Рассказчик Готорна опасливо проникает в глубины человеческого сердца. Он с беспокойством задается вопросами о том, что откроется ему, каков будет эффект его вторжения и что же на самом деле происходит. Эта нерешительность повествования, эти признаки колебаний риторически усиливают ощущение тайны, прояснения которой одновременно желают и страшатся[319]. Как и в греческой трагедии, этот прием позволяет передать глубинное предчувствие дурного: ужас, который откроется взору, если внимательно посмотреть.
Обнаружив ткань с алой буквой, рассказчик, чиновник таможни, подбирает ее без всякой цели. Это кусок материи, «очень изношенной и выцветшей», «.время, износ и кощунственная моль превратили материю в тряпку»[320]. Рассказчику приходит в голову, что она, несомненно, служила украшением. «.Но как ее следовало носить и какой ранг, отличие, звание она некогда обозначала, казалось мне почти неразрешимой загадкой, ибо моды на подобные украшения весьма недолговечны в этом мире»[321].
Так постепенно, окутанная тайной, разворачивается история Гестер Принн и ее вышитой ткани. Разворачивается так, словно предчувствие трагедии Гестер наполняет рассказчика стеснением, позволяя ему продвигаться лишь с трудом, нерешительно соединяя вместе ключи к разгадке тайны. Поэтому историю свою он рассказывает, оправдываясь и стыдясь[322].
Далее я от разговора о стыде Гестер Принн перейду к обсуждению стыда Димсдейла и затем в заключительной части вернусь к вопросу о том, что делает конфликты стыда столь невыносимыми и трагичными.

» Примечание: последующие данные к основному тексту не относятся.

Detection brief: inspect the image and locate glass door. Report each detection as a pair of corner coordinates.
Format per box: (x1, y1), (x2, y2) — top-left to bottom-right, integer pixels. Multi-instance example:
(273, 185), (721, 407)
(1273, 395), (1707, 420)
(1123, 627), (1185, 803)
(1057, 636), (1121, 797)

Первое описание Гестер показывает ее пытающейся закрыться от взглядов публики своим младенцем. «Однако тотчас же, мудро рассудив, что бесполезно прикрывать один знак позора другим, она удобнее положила ребенка на руку и, вспыхнув до корней волос, но все-таки надменно улыбаясь, обвела прямым, вызывающим взглядом своих сограждан и соседей»[323]. Здесь Готорн отмечает основополагающее для динамики стыда переживание: «…бесполезно прикрывать один знак позора другим.» Гестер знала, что не сможет спрятаться за своей дочерью, поскольку само существование Перл, зачатой вне брака, свидетельствовало об ее стыде. Однако, вооруженная своей «А», Гестер может чувствовать себя защищенной, вести себя надменно и вызывающе, быть способной отвечать обвинителям твердым взглядом. Алая буква была «выполнена так мастерски, с такой пышностью и с таким богатством фантазии, что производила впечатление специально подобранной изысканной отделки к платью, столь нарядному…что… оно… далеко переступало границы, установленные действовавшими в колонии законами против роскоши».
Далее о букве говорится, что «в ней словно скрывались какие-то чары, которые, отторгнув Гестер Прин от остальных людей, замкнули ее в особом кругу»[324].
Готорн отмечает, что своей вышитой «А» Гестер вызывающе предъявила себе и другим свой стыд. Это сделало ее самым живым персонажем книги. Она представлена отнюдь не беспомощной женщиной, которую несчастливые обстоятельства повергли в сокрушительное бесчестье. Напротив, она как бы бросает в лицо окружающим свою алую букву. Подобно атрибутам святых мучеников (таким, как колесо св. Екатерины или лев св. Иеронима), для Гестер «А» и ее младенец выполняют иконографические функции, парадоксально защищая ее от публичного осуждения, презрения и жестокости. Вместо того, чтобы безмолвно нести на себе печать позора, Гестер переворачивает ситуацию, найдя в ребенке свою главную ценность. И имя ее ребенка – Перл[325].